This method can help answer key questions in the neuroscience research field about how signal transduction substrate transport and a waste clearance occur in the brain extracellular spaces. The main advantage of this technique is that it allows the sampling and quantification of large extracellular molecules in the Interstitial Fluid or ISF of awake freely-moving animals. After confirming a lack of response to toe pinch, remove the hair from the skull of an anesthetized mouse and use the ear bars and a nose clamp to securely the fix animal onto an adapter.
Apply ointment to the animal's eyes and place the adapter onto the stereotaxic apparatus. Use a scalpel to make a skin incision sagittally over the skull and attach a drill onto the manipulator of the stereotaxic frame. Lower the drill until it gently touches lambda and reset the DV coordinate of the drill to zero.
Then, move the drill to bregma for resetting of the AP and ML coordinates to zero. Move the drill from bregma to the vertical coordinate. Lower the drill to the skull and set the DV coordinate to zero again.
After repeating the procedure for a third coordinate, drill a burr hole carefully at the target coordinate, followed by a second hole on the contralateral side of the parietal bone. Insert a bone screw into the second hole and place the locking piece from a 1.5 milliliter microcentrifuge tube lid onto the skull so that the burr holes are within the circle. Next, place a guide cannula on the shorter arm of the stereotaxic adapter and fasten the cannula with a cap nut.
Set the longer arm of the stereotaxic adapter on the electrode clamp and attach the arm on the manipulator of the stereotaxic apparatus. Rotate the DV stereotaxic assembly on the manipulator arm by 12 degrees and move the guide cannula to the burr hole. Then, slowly lower the guide cannula 1.2 millimeters into the brain.
Add dental cement to the crown until the metal part of the guide cannula, the bone screw, and any exposed skull are covered and secured and allow the cement to dry. After 12 to 20 minutes, remove the stereotaxic adapter from the electrode clamp, remove the cap nut, and replace the stereotaxic adapter with a dummy probe. Then, refasten the cap nut, release the mouse from the stereotaxic apparatus, and house the mouse alone in an individual cage.
Before setting up the microdialysis, fill a disposable one milliliter syringe with distilled water and use a viton tube to connect the syringe to the outlet of a microdialysis probe. Manually cover the vent holes and gently depress the syringe plunger to infuse the probe with water. Confirm that water appears in the probe inlet and that there is leakage onto the surface of the microdialysis membrane.
To activate the probe, submerge the probe membranes in 70-100%ethanol for two seconds, followed by a second distilled water infusion. Attach a connection needle to one inlet and one outlet line and load a disposable three milliliter syringe with freshly prepared perfusion buffer. Connect a syringe equipped with a blunt-end needle to the inlet end of the tubing and use a syringe pump to fill the entire tubing with perfusion buffer.
When the tube is full, replace the connection needle between the inlet and outlet lines with the activated microdialysis probe and the cap nut and mount a roller tube into the outlet tubing on a roller pump. Start the syringe pump at 10 microliters per minute and the roller pump at 9.5-9.8 microliters per minute. Now place the collar around the neck of the anesthetized guide cannula implanted animal and remove the cap nut and dummy probe.
Slowly insert the microdialysis probe through the guide cannula and fasten the cap nut. Then, place the mouse in a cage connected to a free-moving system and tether the mouse with the collar. After at least one hour, sequentially stop the roller pump and the syringe pump, restarting the pumps with the syringe pump set to 20%faster than the roller pump and place the free end of the outlet tubing on a refrigerated fraction collector to collect the brain ISF.

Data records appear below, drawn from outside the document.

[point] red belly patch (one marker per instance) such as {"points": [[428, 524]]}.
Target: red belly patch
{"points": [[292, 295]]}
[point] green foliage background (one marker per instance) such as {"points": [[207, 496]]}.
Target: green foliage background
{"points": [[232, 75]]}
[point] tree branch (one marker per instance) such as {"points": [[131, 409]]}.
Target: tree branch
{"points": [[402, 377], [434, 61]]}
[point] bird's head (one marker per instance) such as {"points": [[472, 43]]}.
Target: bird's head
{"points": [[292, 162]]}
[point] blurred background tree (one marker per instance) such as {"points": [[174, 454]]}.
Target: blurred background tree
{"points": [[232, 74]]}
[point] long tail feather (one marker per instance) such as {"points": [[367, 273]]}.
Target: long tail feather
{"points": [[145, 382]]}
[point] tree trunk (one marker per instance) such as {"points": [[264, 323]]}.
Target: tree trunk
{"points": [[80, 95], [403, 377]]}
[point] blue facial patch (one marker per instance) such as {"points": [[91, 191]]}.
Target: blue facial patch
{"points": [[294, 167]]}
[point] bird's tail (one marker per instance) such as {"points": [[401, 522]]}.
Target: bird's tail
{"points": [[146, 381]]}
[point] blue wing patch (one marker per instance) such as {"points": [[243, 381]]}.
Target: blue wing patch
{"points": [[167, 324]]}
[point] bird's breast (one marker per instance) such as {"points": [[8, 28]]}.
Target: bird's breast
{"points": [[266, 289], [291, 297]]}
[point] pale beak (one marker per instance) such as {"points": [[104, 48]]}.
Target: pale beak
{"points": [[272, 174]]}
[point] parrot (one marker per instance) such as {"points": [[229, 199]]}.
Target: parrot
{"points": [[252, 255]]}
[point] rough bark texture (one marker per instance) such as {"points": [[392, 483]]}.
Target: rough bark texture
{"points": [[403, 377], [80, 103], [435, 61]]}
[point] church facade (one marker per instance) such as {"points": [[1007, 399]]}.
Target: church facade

When the appropriate experimental volume has been obtained, remove the probe and handle the mouse recovery as just demonstrated. Consistent with previous observations, when 50 micromolar Picrotoxin is administered via reverse microdialysis as demonstrated in awake C57B6J mice, an increase in interstitial endogenous tau levels is observed compared to levels measured in animals treated with a vehicle control. In addition to drug administrations, microdialysis can be combined with other in vivo methods like EEG recording or optogenetics to answer additional questions about how neuronal activity influences substrate concentration in ISF.